This method is the second step of the remapping process. The remapping process works in three phases :

Set remapping options appropriately
The computation of remapping matrix
Apply the matrix vector multiply to obtain the result of the remapping

This method performs the second step (computation of remapping matrix) which may be CPU-time consuming. This phase is also the most critical (where the most tricky algorithm) in the remapping process. Strictly speaking to perform the computation of the remapping matrix the field templates source-side and target-side is required (which is the case of MEDCouplingRemapper::prepareEx). So this method is less precise but a more user friendly way to compute a remapping matrix.

Parameters

[in]	srcMesh	the source mesh
[in]	targetMesh	the target mesh
[in]	method	A string obtained by aggregation of the spatial discretisation string representation of source field and target field. The string representation is those returned by MEDCouplingFieldDiscretization::getStringRepr. Example : "P0" is for cell discretization. "P1" is for node discretization. So "P0P1" for method parameter means from a source cell field (lying on srcMesh) to a target node field (lying on targetMesh).

See Also: MEDCouplingRemapper::prepareEx

References INTERP_KERNEL::InterpolationOptions::CheckAndSplitInterpolationMethod(), MEDCoupling::MEDCouplingFieldDiscretization::GetTypeOfFieldFromStringRepr(), MEDCoupling::MEDCouplingFieldTemplate::New(), prepareEx(), and MEDCoupling::MEDCouplingField::setMesh().

int MEDCouplingRemapper::prepareEx	(	const MEDCouplingFieldTemplate *	src,
		const MEDCouplingFieldTemplate *	target
	)

This method is the generalization of MEDCouplingRemapper::prepare. Indeed, MEDCouplingFieldTemplate instances gives all required information to compute the remapping matrix. This method must be used instead of MEDCouplingRemapper::prepare if Gauss point to Gauss point must be applied.

Parameters

[in]	src	is the field template source side.
[in]	target	is the field template target side.

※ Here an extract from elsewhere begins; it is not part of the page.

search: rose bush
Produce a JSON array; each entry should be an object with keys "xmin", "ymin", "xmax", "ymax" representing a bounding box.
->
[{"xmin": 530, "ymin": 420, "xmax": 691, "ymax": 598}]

See Also: MEDCouplingRemapper::prepare

References MEDCoupling::MEDCouplingField::getMesh().

Referenced by prepare().

void MEDCouplingRemapper::transfer	(	const MEDCouplingFieldDouble *	srcField,
		MEDCouplingFieldDouble *	targetField,
		double	dftValue
	)

This method performs the operation source to target using matrix computed in MEDCoupling::MEDCouplingRemapper::prepare method. If meshes of srcField and targetField do not match exactly those given into prepare method an exception will be thrown.

Parameters

[in]	srcField	is the source field from which the interpolation will be done. The mesh into srcField should be the same than those specified on MEDCoupling::MEDCouplingRemapper::prepare.
	[in/out]	targetField the destination field with the allocated array in which all tuples will be overwritten.
[in]	dftValue	is the value that will be assigned in the targetField to each entity of target mesh (entity depending on the method selected on prepare invocation) that is not intercepted by any entity of source mesh. For example in "P0P0" case (cell-cell) if a cell in target mesh is not overlapped by any source cell the dftValue value will be attached on that cell in the returned targetField. In some cases a target cell not intercepted by any source cell is a bug so in this case it is advised to set a huge value (1e300 for example) to dftValue to quickly point to the problem. But for users doing parallelism a target cell can be intercepted by a source cell on a different process. In this case 0. assigned to dftValue is more appropriate.

See Also: transferField

Referenced by transferField().

void MEDCouplingRemapper::partialTransfer	(	const MEDCouplingFieldDouble *	srcField,
		MEDCouplingFieldDouble *	targetField
	)

This method is equivalent to MEDCoupling::MEDCouplingRemapper::transfer except that here targetField is a in/out parameter. If an entity (cell for example) in targetField is not fetched by any entity (cell for example) of srcField, the value in targetField is let unchanged. This method requires that targetField was fully defined and allocated. If the array is not allocated an exception will be thrown.

Parameters

[in]	srcField	is the source field from which the interpolation will be done. The mesh into srcField should be the same than those specified on MEDCoupling::MEDCouplingRemapper::prepare.
[in,out]	targetField	the destination field with the allocated array in which only tuples whose entities are fetched by interpolation will be overwritten only.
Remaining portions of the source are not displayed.